Second, we studied our empirical Small networks: Global supply chain project network, being in the LD-HC category, and Recreovía facebook friendship network, and School children friendship network, being in the MD-HC category. In these networks, the spreading efficiency varied significantly through the different probabilities of contagion and the initial percentage of seednodes. However, we found that the centralized strategy Page-Rank was the most efficient, being in the top two of the ranking for the three networks. Also, contrary to the Medium networks of the same structure, the LD-HC category, for Small networks, Ambassadors and Community Hubs strategies were the least efficient independently of the probability of contagion. Although, these two strategies remained better than randomly selecting the seednodes.

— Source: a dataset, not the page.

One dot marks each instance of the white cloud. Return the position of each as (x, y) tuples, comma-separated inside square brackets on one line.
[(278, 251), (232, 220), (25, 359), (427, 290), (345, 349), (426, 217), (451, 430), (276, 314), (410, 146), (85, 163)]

Spreading efficiency for seeding strategies in simulated networks with different structures

For assessing differences in the spreading efficiency of each seeding strategy according to the network structure, we initialized spreading processes using the 10 seeding strategies in 540 random networks that were distributed in six categories (30 networks per category), and three sizes as explained in Table 1. For preserving skewed degree distributions and small-world properties that were found in the empirical networks, we used an algorithm for growing scale-free networks with tunable clustering39,41. We measured structural properties of each type of network (Table 3). We observe that the modularity coefficient does not present a significant variability across realizations within the different network types. Moreover, we observe that on average the modularity coefficient increases when clustering coefficient increases, especially for networks with low density as expected in sparse networks with community structures. We evaluated the seeding strategies in 30 generated networks for each size and type of combinations of density and clustering. For each network we conducted 30 simulations of a particular seeding strategy. The simulation results suggest that the efficiency of each strategy varied depending on the density, clustering coefficient, and size of the networks. Also, we observe that the ranking of strategies changed for each network structure and size, where some results remain consistent depending on the type of seeding strategies, namely, decentralized or centralized.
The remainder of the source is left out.